Generative Linguistics

Definition:

Generative linguistics is the research program in formal syntax, initiated by Noam Chomsky in the 1950s, which hypothesizes that the human capacity for language is grounded in an innate, species-specific biological endowment — Universal Grammar (UG) — and aims to characterize, with formal precision, the abstract principles and rules that generate the infinite set of grammatical sentences of any human language from finite means. The generative program has proceeded through several successive theoretical frameworks: Transformational Generative Grammar (1957–), Principles and Parameters theory (Government-Binding Theory, ~1981–), and the Minimalist Program (~1995–). Each successive framework has attempted to move toward simpler, more explanatorily adequate accounts of why human languages have the structural properties they do.


In-Depth Explanation

The Core Commitments

Generative linguistics rests on several foundational commitments:

  1. Innateness: Children acquire language successfully despite receiving limited, noisy input (the poverty of the stimulus argument). This implies that abstract grammatical knowledge is not fully derivable from experience — it must be part of the child’s biological endowment.
  1. Universality: All human languages share abstract structural properties (hierarchical phrase structure, displacement/movement, recursion) that reflect the design of Universal Grammar, despite enormous surface variation.
  1. Formal explicitness: Grammatical knowledge should be characterized as an explicit, formal system — comparable to logical or mathematical notation — not as vague descriptions.
  1. Internalism (I-language): Linguistics studies the internal linguistic knowledge of an individual speaker (I-language — Internal, Individual, Intensional) rather than an externally defined language community (E-language).

The Transformational Tradition

Chomsky’s Syntactic Structures (1957) and Aspects of the Theory of Syntax (1965) proposed:

  • Phrase structure rules: Generate underlying deep structure
  • Transformations: Map deep structures to surface structures (e.g., passive transformation, wh-movement)
  • Deep structure encodes semantic relationships; surface structure is what is pronounced

Principles and Parameters

Government-Binding (GB) theory (~1981) replaced large sets of language-specific rules with:

  • Principles: Universal constraints on all human languages (e.g., subjacency, binding theory)
  • Parameters: Binary switches that vary across languages (e.g., the pro-drop parameter: Italian and Spanish allow null subjects; English and French do not)
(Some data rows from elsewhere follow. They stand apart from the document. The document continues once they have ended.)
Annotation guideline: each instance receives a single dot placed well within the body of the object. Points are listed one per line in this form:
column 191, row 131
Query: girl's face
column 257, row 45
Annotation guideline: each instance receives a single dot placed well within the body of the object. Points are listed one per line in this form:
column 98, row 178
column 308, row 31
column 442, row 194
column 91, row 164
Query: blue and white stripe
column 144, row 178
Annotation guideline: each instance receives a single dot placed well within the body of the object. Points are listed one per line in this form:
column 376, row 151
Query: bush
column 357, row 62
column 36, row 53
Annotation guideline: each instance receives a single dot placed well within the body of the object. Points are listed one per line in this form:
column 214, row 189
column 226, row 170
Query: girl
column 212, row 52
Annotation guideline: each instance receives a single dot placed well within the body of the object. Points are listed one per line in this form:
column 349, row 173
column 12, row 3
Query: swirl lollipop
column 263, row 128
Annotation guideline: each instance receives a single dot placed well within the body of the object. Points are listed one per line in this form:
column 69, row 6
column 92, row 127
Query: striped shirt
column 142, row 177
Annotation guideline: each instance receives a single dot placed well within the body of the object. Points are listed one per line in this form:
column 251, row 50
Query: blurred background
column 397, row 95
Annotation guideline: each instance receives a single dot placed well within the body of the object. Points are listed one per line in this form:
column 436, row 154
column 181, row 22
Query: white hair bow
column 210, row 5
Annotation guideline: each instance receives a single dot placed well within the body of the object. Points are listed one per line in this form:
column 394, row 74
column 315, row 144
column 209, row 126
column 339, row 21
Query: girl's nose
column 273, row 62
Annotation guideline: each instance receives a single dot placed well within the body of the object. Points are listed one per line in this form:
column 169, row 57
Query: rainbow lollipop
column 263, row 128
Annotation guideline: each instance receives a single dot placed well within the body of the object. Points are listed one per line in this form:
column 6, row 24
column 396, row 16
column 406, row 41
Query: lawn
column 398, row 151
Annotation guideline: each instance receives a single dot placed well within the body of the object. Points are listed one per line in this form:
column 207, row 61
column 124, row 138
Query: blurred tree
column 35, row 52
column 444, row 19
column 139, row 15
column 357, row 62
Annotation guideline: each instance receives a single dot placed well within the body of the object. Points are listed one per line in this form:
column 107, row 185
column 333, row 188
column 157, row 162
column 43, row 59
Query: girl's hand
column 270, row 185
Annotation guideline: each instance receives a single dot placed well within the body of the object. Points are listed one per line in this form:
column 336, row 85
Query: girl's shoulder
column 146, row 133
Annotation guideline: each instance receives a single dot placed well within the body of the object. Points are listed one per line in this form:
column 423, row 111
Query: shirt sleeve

L1 acquisition in this framework involves parameter-setting from input exposure.

The Minimalist Program

The Minimalist Program (Chomsky 1995–) asks: given that UG exists, why does it have the specific properties it does? The answer pursued is that UG reflects an optimal solution to the demands of the interface conditions — what the phonological system requires and what the semantic system requires. Syntactic operations are reduced to Merge (combining two syntactic objects into one) and Agree (feature checking). Transformations become instances of internal Merge (move) or external Merge (combine).

Relevance for SLA

Generative SLA (the “UG-access” debate) investigates whether adult L2 learners retain access to Universal Grammar:

  • Full access: L2 grammar is built from UG principles, constrained by the same principles as L1 grammar
  • No access: Adults rely on L1 grammar or general learning mechanisms; UG is not directly available
  • Partial access: UG principles are available but parameter-resetting is constrained by the L1 setting

Research evidence is mixed and depends heavily on which UG properties are tested and at what stage of acquisition.


Common Misconceptions

“Generative linguistics claims that all grammars are the same.” Generative linguistics claims that all grammars share abstract structural principles but are parametrically different in specific ways. The goal is to explain both universality and cross-linguistic variation within a single theoretical framework.